In memoriam: Norm Walker was passionate

The Newtonite

by Amanda Hills
Mr. Norm Walker, a teacher and football coach at this school from 1960-1985, died Monday, Aug. 22 after a three-year fight with brain cancer. He was 73 years old.
Mr. Walker had a legendary coaching style. Former English teacher George Bower said, “He was an outstanding coach. He was very thoughtful but very forceful at the same time. He was strong-willed and didn’t take any bologna from anyone. I admired the way he got the most out of his players.”
His passion continued off the field as well, where he was an esteemed member of the English department. Bower noted, “No matter what students or people thought of him, they respected him. He had an enormous amount of friends.”

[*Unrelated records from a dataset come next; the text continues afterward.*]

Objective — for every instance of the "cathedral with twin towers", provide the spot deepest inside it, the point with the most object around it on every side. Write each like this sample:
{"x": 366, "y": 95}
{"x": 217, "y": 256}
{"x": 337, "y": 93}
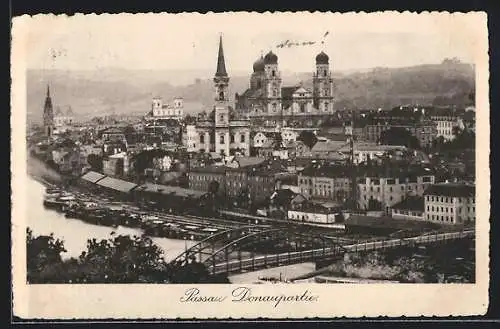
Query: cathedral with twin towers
{"x": 271, "y": 103}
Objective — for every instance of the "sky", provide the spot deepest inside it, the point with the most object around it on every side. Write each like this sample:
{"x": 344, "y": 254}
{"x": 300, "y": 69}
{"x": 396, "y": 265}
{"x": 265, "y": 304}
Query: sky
{"x": 190, "y": 41}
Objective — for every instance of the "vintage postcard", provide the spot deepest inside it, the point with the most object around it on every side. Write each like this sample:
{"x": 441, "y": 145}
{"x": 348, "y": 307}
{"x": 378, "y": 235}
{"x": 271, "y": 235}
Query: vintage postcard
{"x": 244, "y": 165}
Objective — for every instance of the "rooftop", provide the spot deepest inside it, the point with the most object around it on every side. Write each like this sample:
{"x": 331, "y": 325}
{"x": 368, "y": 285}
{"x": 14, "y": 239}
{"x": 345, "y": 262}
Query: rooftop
{"x": 452, "y": 190}
{"x": 116, "y": 184}
{"x": 411, "y": 203}
{"x": 386, "y": 223}
{"x": 169, "y": 190}
{"x": 92, "y": 176}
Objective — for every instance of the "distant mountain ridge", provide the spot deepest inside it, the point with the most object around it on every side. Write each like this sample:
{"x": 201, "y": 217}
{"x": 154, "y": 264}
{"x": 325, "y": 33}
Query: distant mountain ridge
{"x": 124, "y": 91}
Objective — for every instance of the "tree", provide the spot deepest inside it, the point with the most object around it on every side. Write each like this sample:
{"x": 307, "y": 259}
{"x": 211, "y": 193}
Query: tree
{"x": 123, "y": 259}
{"x": 399, "y": 136}
{"x": 119, "y": 259}
{"x": 42, "y": 252}
{"x": 95, "y": 162}
{"x": 189, "y": 120}
{"x": 374, "y": 205}
{"x": 308, "y": 138}
{"x": 278, "y": 142}
{"x": 213, "y": 187}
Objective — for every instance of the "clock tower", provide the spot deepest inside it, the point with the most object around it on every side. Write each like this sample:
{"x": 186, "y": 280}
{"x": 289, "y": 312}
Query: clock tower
{"x": 221, "y": 84}
{"x": 323, "y": 84}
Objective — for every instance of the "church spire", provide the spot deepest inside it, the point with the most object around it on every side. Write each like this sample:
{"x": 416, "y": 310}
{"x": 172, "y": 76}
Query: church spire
{"x": 221, "y": 64}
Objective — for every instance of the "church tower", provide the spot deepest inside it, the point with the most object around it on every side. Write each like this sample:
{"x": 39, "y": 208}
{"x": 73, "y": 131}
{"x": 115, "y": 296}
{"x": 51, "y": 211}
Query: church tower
{"x": 272, "y": 90}
{"x": 48, "y": 115}
{"x": 221, "y": 84}
{"x": 323, "y": 84}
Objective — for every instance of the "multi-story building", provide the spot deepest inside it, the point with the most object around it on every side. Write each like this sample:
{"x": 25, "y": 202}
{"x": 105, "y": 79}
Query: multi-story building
{"x": 325, "y": 182}
{"x": 48, "y": 115}
{"x": 387, "y": 185}
{"x": 159, "y": 110}
{"x": 446, "y": 120}
{"x": 448, "y": 203}
{"x": 256, "y": 181}
{"x": 116, "y": 165}
{"x": 425, "y": 130}
{"x": 190, "y": 138}
{"x": 363, "y": 152}
{"x": 63, "y": 118}
{"x": 267, "y": 100}
{"x": 201, "y": 178}
{"x": 223, "y": 135}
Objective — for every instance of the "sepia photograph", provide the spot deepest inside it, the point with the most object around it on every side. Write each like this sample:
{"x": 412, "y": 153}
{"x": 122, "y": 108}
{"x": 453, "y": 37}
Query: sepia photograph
{"x": 283, "y": 150}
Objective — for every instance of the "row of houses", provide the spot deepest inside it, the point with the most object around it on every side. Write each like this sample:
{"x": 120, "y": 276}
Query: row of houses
{"x": 440, "y": 204}
{"x": 254, "y": 181}
{"x": 161, "y": 196}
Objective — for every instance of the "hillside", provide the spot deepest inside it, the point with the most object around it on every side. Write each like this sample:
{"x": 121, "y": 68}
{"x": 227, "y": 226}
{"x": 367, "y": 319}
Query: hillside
{"x": 124, "y": 91}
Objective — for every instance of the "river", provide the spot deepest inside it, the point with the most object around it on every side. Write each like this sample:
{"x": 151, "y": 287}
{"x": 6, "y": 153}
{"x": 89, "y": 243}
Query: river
{"x": 75, "y": 233}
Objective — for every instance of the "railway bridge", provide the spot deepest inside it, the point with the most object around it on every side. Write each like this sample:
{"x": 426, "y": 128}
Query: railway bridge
{"x": 255, "y": 247}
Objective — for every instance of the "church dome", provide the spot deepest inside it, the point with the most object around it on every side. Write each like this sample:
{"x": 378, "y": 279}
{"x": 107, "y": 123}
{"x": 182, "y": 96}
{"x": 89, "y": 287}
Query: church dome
{"x": 322, "y": 58}
{"x": 258, "y": 66}
{"x": 271, "y": 58}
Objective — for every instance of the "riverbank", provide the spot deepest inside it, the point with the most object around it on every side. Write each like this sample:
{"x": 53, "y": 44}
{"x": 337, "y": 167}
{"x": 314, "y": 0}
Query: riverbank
{"x": 39, "y": 171}
{"x": 453, "y": 262}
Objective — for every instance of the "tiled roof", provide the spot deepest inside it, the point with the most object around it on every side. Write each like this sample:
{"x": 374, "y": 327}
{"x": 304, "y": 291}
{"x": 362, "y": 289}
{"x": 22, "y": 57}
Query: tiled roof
{"x": 92, "y": 176}
{"x": 287, "y": 92}
{"x": 384, "y": 222}
{"x": 451, "y": 190}
{"x": 283, "y": 196}
{"x": 411, "y": 203}
{"x": 248, "y": 161}
{"x": 328, "y": 146}
{"x": 326, "y": 171}
{"x": 116, "y": 184}
{"x": 169, "y": 190}
{"x": 210, "y": 169}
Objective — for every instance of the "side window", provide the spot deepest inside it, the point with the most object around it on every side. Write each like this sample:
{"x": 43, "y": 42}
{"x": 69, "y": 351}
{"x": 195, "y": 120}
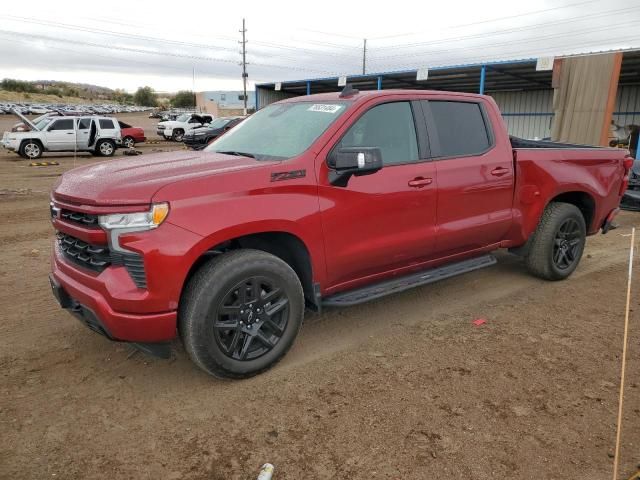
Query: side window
{"x": 389, "y": 127}
{"x": 460, "y": 128}
{"x": 63, "y": 124}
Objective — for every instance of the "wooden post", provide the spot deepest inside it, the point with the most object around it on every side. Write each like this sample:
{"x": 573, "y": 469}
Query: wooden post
{"x": 611, "y": 100}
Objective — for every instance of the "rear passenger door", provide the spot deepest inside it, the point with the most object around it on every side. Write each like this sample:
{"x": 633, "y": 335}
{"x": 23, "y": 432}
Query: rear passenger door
{"x": 107, "y": 128}
{"x": 61, "y": 135}
{"x": 475, "y": 176}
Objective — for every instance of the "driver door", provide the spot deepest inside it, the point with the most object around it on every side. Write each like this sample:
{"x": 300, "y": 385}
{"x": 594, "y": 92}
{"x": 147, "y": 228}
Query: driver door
{"x": 383, "y": 222}
{"x": 84, "y": 134}
{"x": 61, "y": 135}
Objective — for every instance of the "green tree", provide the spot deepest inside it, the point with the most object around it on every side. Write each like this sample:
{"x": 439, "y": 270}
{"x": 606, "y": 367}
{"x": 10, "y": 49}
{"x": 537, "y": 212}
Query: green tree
{"x": 183, "y": 99}
{"x": 146, "y": 97}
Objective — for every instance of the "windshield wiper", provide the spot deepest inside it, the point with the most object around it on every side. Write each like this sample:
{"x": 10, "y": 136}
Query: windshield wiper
{"x": 237, "y": 154}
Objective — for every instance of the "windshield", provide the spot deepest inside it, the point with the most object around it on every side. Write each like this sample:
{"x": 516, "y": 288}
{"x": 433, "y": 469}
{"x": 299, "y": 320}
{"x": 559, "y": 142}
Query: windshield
{"x": 41, "y": 125}
{"x": 219, "y": 122}
{"x": 279, "y": 131}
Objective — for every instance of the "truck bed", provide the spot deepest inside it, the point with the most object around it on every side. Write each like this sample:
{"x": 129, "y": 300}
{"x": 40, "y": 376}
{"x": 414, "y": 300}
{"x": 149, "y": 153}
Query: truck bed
{"x": 524, "y": 143}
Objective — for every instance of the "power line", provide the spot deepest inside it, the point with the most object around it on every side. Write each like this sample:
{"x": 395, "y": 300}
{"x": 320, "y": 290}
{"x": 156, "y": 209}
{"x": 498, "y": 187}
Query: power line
{"x": 507, "y": 31}
{"x": 100, "y": 31}
{"x": 535, "y": 12}
{"x": 165, "y": 54}
{"x": 512, "y": 42}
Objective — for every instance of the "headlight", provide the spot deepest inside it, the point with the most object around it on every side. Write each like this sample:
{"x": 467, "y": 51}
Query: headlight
{"x": 116, "y": 224}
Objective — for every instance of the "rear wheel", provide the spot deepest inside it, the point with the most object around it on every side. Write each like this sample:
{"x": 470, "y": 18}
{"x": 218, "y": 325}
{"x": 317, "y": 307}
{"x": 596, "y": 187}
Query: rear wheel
{"x": 558, "y": 243}
{"x": 240, "y": 313}
{"x": 105, "y": 148}
{"x": 31, "y": 149}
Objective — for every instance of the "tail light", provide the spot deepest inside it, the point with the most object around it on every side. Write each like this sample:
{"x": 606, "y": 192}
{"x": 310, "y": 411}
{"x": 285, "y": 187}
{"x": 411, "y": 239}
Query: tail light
{"x": 627, "y": 163}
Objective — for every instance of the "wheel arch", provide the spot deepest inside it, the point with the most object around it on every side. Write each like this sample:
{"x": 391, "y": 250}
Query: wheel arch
{"x": 581, "y": 199}
{"x": 285, "y": 245}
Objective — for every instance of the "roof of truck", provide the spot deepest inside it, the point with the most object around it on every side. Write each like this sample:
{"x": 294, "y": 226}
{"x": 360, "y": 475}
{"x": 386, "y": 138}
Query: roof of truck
{"x": 364, "y": 94}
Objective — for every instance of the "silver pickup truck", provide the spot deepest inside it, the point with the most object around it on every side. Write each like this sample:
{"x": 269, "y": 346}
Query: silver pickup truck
{"x": 97, "y": 135}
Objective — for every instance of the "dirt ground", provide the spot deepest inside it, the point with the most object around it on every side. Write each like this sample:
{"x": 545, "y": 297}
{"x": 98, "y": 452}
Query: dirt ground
{"x": 400, "y": 388}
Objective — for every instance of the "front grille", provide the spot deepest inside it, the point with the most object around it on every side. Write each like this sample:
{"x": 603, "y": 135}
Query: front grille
{"x": 85, "y": 219}
{"x": 94, "y": 257}
{"x": 98, "y": 257}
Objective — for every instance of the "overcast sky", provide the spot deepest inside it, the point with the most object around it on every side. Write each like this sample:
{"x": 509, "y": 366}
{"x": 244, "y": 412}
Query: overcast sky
{"x": 127, "y": 44}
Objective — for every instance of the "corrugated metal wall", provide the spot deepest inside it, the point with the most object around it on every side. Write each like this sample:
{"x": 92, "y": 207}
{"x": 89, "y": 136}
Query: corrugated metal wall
{"x": 527, "y": 114}
{"x": 627, "y": 109}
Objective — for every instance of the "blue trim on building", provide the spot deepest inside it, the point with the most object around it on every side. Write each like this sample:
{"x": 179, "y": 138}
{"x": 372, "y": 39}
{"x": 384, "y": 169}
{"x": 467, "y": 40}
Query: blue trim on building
{"x": 392, "y": 72}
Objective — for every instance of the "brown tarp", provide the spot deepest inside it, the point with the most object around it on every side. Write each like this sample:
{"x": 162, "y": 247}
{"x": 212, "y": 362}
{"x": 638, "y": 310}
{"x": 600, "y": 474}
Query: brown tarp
{"x": 583, "y": 98}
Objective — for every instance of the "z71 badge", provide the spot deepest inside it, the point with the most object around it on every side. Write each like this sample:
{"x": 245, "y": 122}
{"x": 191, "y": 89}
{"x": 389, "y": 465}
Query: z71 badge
{"x": 277, "y": 176}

As a colleague, Bower looked up to Mr. Walker. He said, “He had a lot of knowledge, and he was an honest guy, so I would go to him for advice––he was always available and easy to go to.”
Bower said he pictures Mr. Walker in two settings: on the football field and in the classroom. “He was the rare combination of a great English teacher and an outstanding coach.”
Having co-taught a junior honors class with Mr. Walker for one year, former English teacher and adviser for this newspaper Helen Smith saw how genuinely he loved teaching.
“He loved to teach all kinds of classes. He could find the spark in any group. He’d come out of a class and say, ‘That was a really great group,’” she recalls.
In 1976, Mr. Walker won the Charles Dana Meserve Award. This award for excellence in teaching is given to a teacher who goes above and beyond for his or her students.
Smith said, “He was a genius. He took a tremendous amount of interest in his students. He always wanted his students to go beyond where they had been. On the field, in the classroom or just in life.”
A funeral mass was held for Mr. Walker Friday, Aug. 26 at St. Michael’s Church in Exeter, New Hampshire.